Meditations by Marcus Aurelius

 

Unique book – as it was never meant to be read by anyone. NATO commander General James “Mad Dog” Mattis, carried this book with him on deployments in the Persian Gulf, Afghanistan, and Iraq. Bill Clinton is said to be reading it every year…

First pusblished in 1909, Meditations by Marcus Aurelius is a series of personal writings by the Roman Emperor from 161 to 180 AD – about his private notes to himself and the ideas on Stoic philosphy. He spends a lot of time contemplating how to be good when you have the power he has, how to avoid becoming corrupt by power (Aurelius was one of the few non-corrupt emperors of this time) and staying humble. 

Key takeaways: Our minds have great power, expect unpleasent things will always happen and we can only control our response and virtue, life is short and mortality is a fact – focus on doing good for others during the short time we have to live. Reflect regularly on the fact that you are going to die (similar to what Steve Jobs used to say). Reflect on all the people who have lived, the people living now, and what will be left after us. 

Memorable quotes 

 

“You have power over your mind – not outside events. Realize this, and you will find strength.”

A man’s greatness lies not in wealth and station, as the vulgar believe, nor yet in his intellectual capacity, which is often associated with the meanest moral character, the most abject servility to those in high places, and arrogance to the poor and lowly; but a man’s true greatness lies in the consciousness of an honest purpose in life, founded on a just estimate of himself and everything else, on frequent self-examination, and a steady obedience to the rule which he knows to be right, without troubling himself, as the emperor says he should not, about what others may think or say, or whether they do or do not do that which he thinks and says and does.
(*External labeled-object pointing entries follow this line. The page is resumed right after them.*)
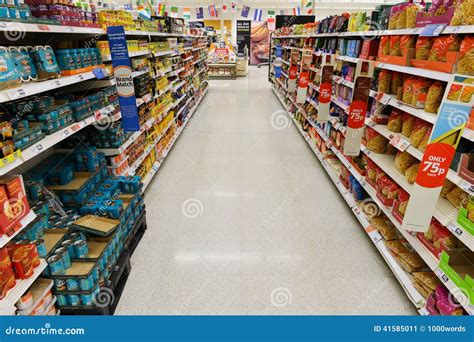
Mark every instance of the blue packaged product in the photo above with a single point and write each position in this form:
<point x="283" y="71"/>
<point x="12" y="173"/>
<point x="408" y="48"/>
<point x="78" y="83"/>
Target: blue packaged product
<point x="45" y="62"/>
<point x="81" y="249"/>
<point x="41" y="247"/>
<point x="74" y="300"/>
<point x="63" y="252"/>
<point x="87" y="299"/>
<point x="61" y="300"/>
<point x="72" y="284"/>
<point x="86" y="283"/>
<point x="60" y="284"/>
<point x="69" y="245"/>
<point x="56" y="266"/>
<point x="24" y="63"/>
<point x="9" y="74"/>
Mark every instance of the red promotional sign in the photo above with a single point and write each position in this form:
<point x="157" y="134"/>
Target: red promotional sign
<point x="303" y="80"/>
<point x="357" y="111"/>
<point x="325" y="91"/>
<point x="435" y="165"/>
<point x="293" y="72"/>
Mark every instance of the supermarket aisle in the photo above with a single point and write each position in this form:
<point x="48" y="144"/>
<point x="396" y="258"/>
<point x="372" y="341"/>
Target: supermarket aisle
<point x="242" y="219"/>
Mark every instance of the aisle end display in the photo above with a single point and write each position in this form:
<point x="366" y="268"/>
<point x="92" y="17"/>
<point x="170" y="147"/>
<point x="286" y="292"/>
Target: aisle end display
<point x="73" y="171"/>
I have often wondered how it is that every man loves himself more than all the rest of men, but yet sets less value on his own opinion of himself than on the opinion of others.
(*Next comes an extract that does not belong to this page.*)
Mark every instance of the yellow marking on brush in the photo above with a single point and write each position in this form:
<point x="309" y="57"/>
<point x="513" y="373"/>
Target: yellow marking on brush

“It is not death that a man should fear, but he should fear never beginning to live.”

If someone is able to show me that what I think or do is not right, I will happily change, for I seek the truth, by which no one was ever truly harmed. It is the person who continues in his self-deception and ignorance who is harmed.

His secrets were not many, but very few and very rare, and these only about public matters; and he showed prudence and economy in the exhibition of the public spectacles and the construction of public buildings, his donations to the people, and in such things, for he was a man who looked to what ought to be done, not to the reputation which is got by a man’s acts.

And that might be applied to him which is recorded of Socrates, that he was able both to abstain from, and to enjoy, those things which many are too weak to abstain from, and cannot enjoy without excess. But to be strong enough both to bear the one and to be sober in the other is the mark of a man who has a perfect and invincible soul, such as he showed in the illness of Maximus.

Begin the morning by saying to thyself, I shall meet with the busybody, the ungrateful, arrogant, deceitful, envious, unsocial.

Every moment think steadily as a Roman and a man to do what thou hast in hand with perfect and simple dignity, and feeling of affection, and freedom, and justice, and to give thyself relief from all other thoughts.

Through not observing what is in the mind of another a man has seldom been seen to be unhappy; but those who do not observe the movements of their own minds must of necessity be unhappy.

In the next place, the soul does violence to itself when it turns away from any man, or even moves towards him with the intention of injuring, such as are the souls of those who are angry. In the third place, the soul does violence to itself when it is overpowered by pleasure or by pain. Fourthly, when it plays a part, and does or says anything insincerely and untruly. Fifthly, when it allows any act of its own and any movement to be without an aim, and does anything thoughtlessly and without considering what it is, it being right that even the smallest things be done with reference to an end; and the end of rational animals is to follow the reason and the law of the most ancient city and polity.

Accordingly, he does not value at all the praise which comes from such men, since they are not even satisfied with themselves.

Body, soul, intelligence: to the body belong sensations, to the soul appetites, to the intelligence principles. To receive the impressions of forms by means of appearances belongs even to animals; to be pulled by the strings of desire belongs both to wild beasts and to men who have made themselves into women, and to a Phalaris and a Nero: and to have the intelligence that guides to the things which appear suitable belongs also to those who do not believe in the gods

How much trouble he avoids who does not look to see what his neighbor says or does or thinks, but only to what he does himself, that it may be just and pure; or, as Agathon says, look not round at the depraved morals of others, but run straight along the line without deviating from it.

Try how the life of the good man suits thee, the life of him who is satisfied with his portion out of the whole, and satisfied with his own just acts and benevolent disposition.